Dreaming in Indian: Contemporary Native American Voices is a visually stunning, and thought-provoking anthology featuring the work 64 First Nations, Inuit, and Métis artists. 46 First Nations, Inuit, Métis, and Native American established and first-time authors, musicians, poets, filmmakers, photographers and creative thinkers all considering identity, authentic voice, and honesty. This collection, published by Annick Press, marks a turning point in Aboriginal young-adult creative non-fiction.
Bev Sellars was chief of the Xat’sull (Soda Creek) First Nation in Williams Lake, British Columbia, for more than 20 years, and she now serves as a member of its Council. Sellars was ﬁrst elected chief in 1987 and has spoken out on behalf of her community on racism and residential schools and on the environmental and social threats of mineral resource exploitation in her region.

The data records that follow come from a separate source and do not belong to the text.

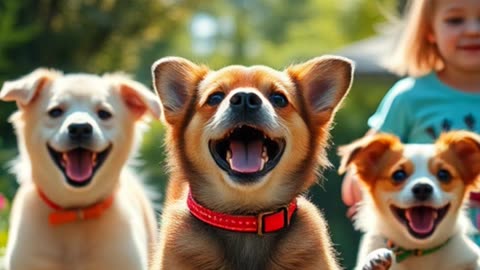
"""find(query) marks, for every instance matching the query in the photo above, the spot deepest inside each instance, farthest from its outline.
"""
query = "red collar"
(62, 215)
(265, 222)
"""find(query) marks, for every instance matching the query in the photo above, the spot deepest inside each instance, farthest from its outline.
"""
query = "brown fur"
(375, 159)
(314, 90)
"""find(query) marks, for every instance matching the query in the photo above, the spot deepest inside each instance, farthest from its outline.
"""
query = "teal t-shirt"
(419, 109)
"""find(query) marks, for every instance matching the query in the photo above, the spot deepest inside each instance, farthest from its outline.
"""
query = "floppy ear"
(367, 151)
(25, 89)
(138, 98)
(324, 82)
(466, 148)
(175, 80)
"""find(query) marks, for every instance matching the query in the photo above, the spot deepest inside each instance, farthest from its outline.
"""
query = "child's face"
(456, 32)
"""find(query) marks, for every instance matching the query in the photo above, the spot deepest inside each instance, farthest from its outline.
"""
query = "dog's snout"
(79, 132)
(422, 191)
(246, 101)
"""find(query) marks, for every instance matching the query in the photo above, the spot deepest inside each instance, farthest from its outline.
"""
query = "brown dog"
(414, 200)
(244, 143)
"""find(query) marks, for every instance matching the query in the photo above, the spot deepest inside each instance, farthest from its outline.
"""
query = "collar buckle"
(262, 220)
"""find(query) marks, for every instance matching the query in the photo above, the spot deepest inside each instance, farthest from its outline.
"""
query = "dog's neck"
(402, 254)
(265, 222)
(62, 216)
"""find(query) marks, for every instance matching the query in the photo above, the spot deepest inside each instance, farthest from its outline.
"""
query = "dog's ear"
(466, 147)
(367, 151)
(324, 82)
(138, 98)
(25, 89)
(175, 80)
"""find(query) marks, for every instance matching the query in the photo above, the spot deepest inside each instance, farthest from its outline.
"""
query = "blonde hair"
(416, 55)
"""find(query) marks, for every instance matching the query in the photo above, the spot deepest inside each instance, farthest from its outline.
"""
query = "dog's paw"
(380, 259)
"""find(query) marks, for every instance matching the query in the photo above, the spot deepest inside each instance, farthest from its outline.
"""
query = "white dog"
(414, 199)
(78, 206)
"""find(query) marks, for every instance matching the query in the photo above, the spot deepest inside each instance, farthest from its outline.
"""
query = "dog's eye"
(278, 100)
(55, 112)
(399, 176)
(444, 175)
(104, 115)
(215, 98)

The Comeback: How Aboriginals are Reclaiming Power and Influence by John Ralston Saul, identified as Canada’s leading public intellectual presents a wide-ranging account of the First Nations, Inuit, and Métis peoples in Canada today. Historic moments are always uncomfortable, Saul writes in this impassioned argument, calling on all of us to embrace and support the comeback of Aboriginal peoples. This, he says, is the great issue of our time--the most important missing piece in the building of Canada.
Indigenous Writes: A Guide to First Nations, Métis and Inuit Issues in Canada is designed for all teachers who have First Nations, Inuit or Métis students in their classrooms or are encouraged to infuse Indigenous perspectives into the curriculum. Written by Métis lawyer, scholar and educator Chelsea Vowel, the book tackles terminology; culture and identity; myth-busting; state violence; and land, learning, law and treaties with subtle humour and common sense drawn from 2016 landscape.

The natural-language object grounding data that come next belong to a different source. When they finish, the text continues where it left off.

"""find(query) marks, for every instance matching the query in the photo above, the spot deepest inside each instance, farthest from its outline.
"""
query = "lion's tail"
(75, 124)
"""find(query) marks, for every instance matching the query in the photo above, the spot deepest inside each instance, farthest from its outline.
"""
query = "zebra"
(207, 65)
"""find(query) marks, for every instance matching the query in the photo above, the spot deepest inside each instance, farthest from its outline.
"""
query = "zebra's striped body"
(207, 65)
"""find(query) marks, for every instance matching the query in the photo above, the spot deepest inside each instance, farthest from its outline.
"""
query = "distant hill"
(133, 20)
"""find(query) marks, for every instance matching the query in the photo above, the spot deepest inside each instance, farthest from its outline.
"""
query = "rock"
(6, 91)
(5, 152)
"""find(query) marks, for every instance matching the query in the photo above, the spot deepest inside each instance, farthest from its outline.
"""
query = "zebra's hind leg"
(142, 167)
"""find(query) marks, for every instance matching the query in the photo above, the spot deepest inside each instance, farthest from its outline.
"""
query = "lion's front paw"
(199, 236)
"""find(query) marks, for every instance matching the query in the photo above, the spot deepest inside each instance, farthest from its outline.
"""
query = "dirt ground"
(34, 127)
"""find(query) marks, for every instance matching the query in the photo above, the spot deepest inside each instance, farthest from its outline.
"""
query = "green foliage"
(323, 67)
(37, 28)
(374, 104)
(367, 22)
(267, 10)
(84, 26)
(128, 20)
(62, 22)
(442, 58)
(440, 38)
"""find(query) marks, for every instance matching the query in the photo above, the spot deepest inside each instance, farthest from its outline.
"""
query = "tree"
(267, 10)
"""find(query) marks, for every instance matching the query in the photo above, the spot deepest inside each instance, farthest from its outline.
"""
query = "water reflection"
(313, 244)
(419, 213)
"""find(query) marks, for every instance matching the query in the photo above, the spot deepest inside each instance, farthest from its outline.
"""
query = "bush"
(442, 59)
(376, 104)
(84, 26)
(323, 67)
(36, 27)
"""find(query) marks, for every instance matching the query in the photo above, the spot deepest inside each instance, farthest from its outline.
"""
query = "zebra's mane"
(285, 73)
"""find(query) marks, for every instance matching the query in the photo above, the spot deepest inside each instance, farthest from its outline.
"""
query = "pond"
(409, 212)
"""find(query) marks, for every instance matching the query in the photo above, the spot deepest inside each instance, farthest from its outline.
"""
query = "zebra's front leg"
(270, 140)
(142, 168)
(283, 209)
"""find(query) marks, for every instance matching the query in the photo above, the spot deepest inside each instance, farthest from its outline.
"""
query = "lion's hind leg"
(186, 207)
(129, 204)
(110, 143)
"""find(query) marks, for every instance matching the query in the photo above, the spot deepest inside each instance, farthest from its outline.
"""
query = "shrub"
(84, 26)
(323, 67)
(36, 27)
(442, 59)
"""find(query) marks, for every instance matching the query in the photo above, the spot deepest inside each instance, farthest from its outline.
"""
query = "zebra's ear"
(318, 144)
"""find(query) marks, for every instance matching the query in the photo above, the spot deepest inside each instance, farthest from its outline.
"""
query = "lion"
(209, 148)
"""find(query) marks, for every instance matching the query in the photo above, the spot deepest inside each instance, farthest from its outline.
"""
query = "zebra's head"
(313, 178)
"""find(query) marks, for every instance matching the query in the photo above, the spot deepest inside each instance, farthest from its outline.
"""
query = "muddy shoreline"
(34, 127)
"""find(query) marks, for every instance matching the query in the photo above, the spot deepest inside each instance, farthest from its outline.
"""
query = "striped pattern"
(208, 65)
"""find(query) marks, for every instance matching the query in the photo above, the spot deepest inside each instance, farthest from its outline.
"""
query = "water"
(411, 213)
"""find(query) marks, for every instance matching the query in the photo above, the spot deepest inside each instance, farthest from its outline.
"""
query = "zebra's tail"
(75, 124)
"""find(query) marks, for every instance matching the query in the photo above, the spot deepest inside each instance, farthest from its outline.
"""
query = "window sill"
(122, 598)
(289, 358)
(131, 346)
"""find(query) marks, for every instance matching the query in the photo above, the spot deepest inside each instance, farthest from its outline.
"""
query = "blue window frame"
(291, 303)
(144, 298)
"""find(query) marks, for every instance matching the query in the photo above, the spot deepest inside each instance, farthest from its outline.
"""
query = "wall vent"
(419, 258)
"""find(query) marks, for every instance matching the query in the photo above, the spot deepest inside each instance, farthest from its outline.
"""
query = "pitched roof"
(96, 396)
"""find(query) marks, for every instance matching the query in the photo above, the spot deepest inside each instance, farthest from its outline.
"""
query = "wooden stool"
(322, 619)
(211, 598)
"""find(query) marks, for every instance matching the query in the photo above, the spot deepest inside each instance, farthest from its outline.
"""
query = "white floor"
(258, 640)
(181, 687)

Freedom and Indigenous Constitutionalism by John Borrows demonstrates how Canada’s constitutional structures marginalize Indigenous peoples’ ability to exercise power in the real world, John Borrows uses Ojibwe law, stories, and principles to suggest alternative ways in which Indigenous peoples can work to enhance freedom.
First Nations in the Twenty-First Century was just released (2016) in its second edition from the Themes in Canadian Sociology series by Oxford University Press. This edition offers students a clear and concise introduction to understanding First Nations in Canada. This 252-page book by James S.

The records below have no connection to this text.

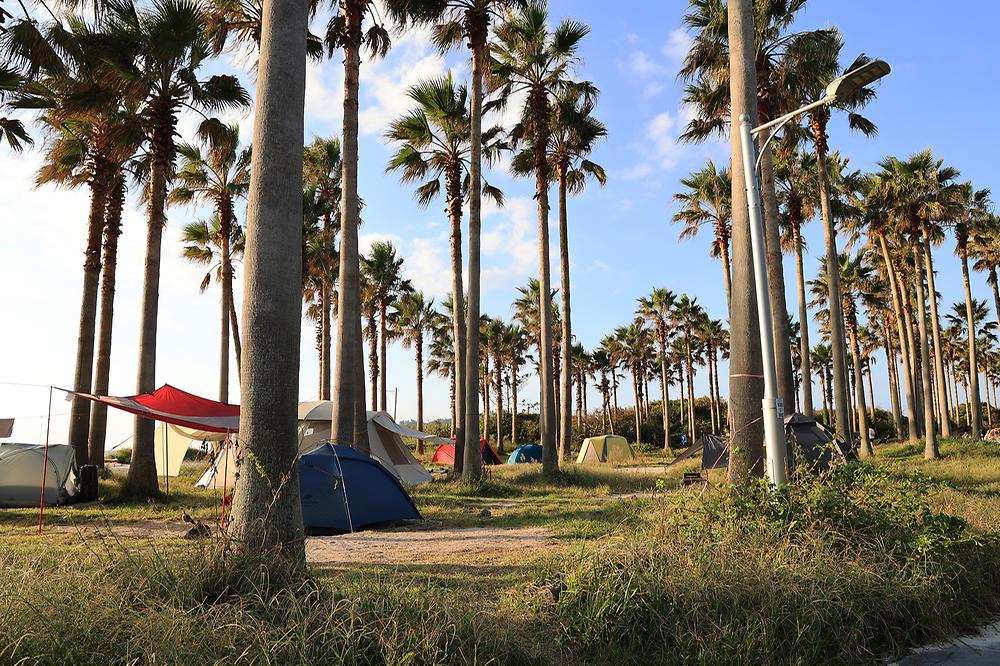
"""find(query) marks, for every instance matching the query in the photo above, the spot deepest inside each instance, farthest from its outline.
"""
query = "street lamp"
(839, 89)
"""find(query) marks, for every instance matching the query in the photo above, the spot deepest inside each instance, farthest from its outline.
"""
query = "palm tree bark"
(348, 394)
(940, 385)
(930, 435)
(776, 281)
(806, 370)
(267, 513)
(746, 385)
(141, 480)
(837, 342)
(900, 315)
(977, 416)
(566, 377)
(79, 419)
(102, 371)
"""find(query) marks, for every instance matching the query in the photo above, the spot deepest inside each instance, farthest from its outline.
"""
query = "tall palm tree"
(267, 512)
(708, 200)
(975, 212)
(157, 52)
(573, 135)
(529, 57)
(382, 269)
(323, 171)
(346, 31)
(657, 309)
(434, 145)
(219, 176)
(415, 320)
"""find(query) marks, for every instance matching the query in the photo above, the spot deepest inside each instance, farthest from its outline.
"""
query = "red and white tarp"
(172, 405)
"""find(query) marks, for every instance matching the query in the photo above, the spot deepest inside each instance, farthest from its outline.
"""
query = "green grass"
(845, 571)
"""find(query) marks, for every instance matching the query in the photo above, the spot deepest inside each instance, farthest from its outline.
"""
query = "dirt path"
(443, 546)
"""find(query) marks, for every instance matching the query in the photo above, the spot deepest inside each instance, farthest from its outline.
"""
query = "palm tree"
(708, 200)
(657, 310)
(345, 30)
(686, 315)
(573, 134)
(416, 317)
(219, 177)
(267, 513)
(530, 58)
(435, 145)
(156, 54)
(383, 271)
(323, 170)
(975, 211)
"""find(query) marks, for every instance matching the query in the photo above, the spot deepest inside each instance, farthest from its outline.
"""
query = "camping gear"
(525, 453)
(23, 467)
(445, 454)
(172, 405)
(384, 439)
(819, 446)
(606, 449)
(714, 452)
(344, 490)
(88, 484)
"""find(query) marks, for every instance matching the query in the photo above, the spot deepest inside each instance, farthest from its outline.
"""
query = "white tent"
(383, 439)
(21, 470)
(172, 442)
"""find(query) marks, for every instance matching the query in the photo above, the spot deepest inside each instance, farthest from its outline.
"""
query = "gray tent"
(818, 445)
(21, 471)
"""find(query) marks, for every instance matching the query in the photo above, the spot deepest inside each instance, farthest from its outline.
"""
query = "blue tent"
(525, 453)
(344, 490)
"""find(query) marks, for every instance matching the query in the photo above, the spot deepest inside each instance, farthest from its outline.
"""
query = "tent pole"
(45, 463)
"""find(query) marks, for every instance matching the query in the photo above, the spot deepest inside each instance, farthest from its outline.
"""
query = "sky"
(940, 95)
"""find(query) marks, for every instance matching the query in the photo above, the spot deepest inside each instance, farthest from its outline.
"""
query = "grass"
(849, 570)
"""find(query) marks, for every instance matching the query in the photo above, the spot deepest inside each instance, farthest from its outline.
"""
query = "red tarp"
(172, 405)
(445, 454)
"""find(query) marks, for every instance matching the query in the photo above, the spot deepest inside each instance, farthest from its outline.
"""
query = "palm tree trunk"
(776, 279)
(806, 370)
(942, 391)
(859, 392)
(79, 419)
(901, 315)
(102, 371)
(349, 395)
(267, 513)
(930, 436)
(977, 417)
(141, 480)
(834, 298)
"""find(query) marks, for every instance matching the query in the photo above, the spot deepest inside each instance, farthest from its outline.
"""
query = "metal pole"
(773, 409)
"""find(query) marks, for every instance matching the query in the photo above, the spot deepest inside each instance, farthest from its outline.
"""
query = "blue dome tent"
(343, 490)
(525, 453)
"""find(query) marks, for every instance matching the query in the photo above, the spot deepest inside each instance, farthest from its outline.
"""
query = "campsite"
(499, 332)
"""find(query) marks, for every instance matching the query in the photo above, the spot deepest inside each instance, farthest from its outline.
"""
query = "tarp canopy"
(344, 490)
(21, 471)
(445, 454)
(526, 453)
(384, 439)
(172, 405)
(605, 448)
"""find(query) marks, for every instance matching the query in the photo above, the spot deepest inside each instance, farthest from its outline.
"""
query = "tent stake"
(45, 463)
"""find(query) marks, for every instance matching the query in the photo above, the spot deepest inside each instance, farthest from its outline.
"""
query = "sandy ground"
(442, 546)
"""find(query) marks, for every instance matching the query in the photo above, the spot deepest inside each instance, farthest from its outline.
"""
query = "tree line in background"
(109, 85)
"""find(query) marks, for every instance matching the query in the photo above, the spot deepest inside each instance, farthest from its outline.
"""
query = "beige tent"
(384, 439)
(606, 448)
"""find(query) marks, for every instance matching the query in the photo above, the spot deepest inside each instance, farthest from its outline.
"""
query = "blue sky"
(622, 243)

Final Report of Canada's Truth and Reconciliation Commission volume 1 Summary, Honouring the Truth Reconciling for the Future is publisher James Lorimer's edition of the TRC Final Report Summary. This volume includes the history of residential schools, the legacy of that school system, and the full text of the Commission's 94 recommendations for action to address that legacy. The history of residential schools in Canada has usually been overlooked in standard history texts for Canadian schools. This report brings some of facts to light during the 6-year Commission mandate.
First Nations People in Canada is an accessible and up-to-date account of social demographics will be essential reading for students and scholars wishing to understand the full context of First Nations peoples in Canada. Professor Emeritus of Sociology at the University of Calgary James S. Frideres' introduction to the current status of First Nations considers often troubled relations with the federal government as well as their surprising resilience.
Moving Forward: A Collection about Truth and Reconciliation supports the Truth and Reconciliation Commission's call to action in this 88-page anthology from McGraw-Hill Ryerson's iLit Series. This collection includes short stories, poems, essays, and art created by First Nations, Inuit, and Métis authors and artists on the topics of truth and reconciliation as they relate to residential schools. Each selection includes Before, During, and After questions and activities that support English Language Arts grades 10 to 12 curricula from across the country.
In This Together: Fifteen Stories of Truth and Reconciliation is a collection of fifteen opinion pieces and short anecdotes from both Indigenous and non-Indigenous contributors from across Canada welcomes readers into a timely conversation. These reflective and personal pieces come from journalists, writers, academics, visual artists, filmmakers, city planners, and lawyers, all of whom share their personal light-bulb moments regarding when and how they grappled with the harsh reality of colonization in Canada, and its harmful legacy.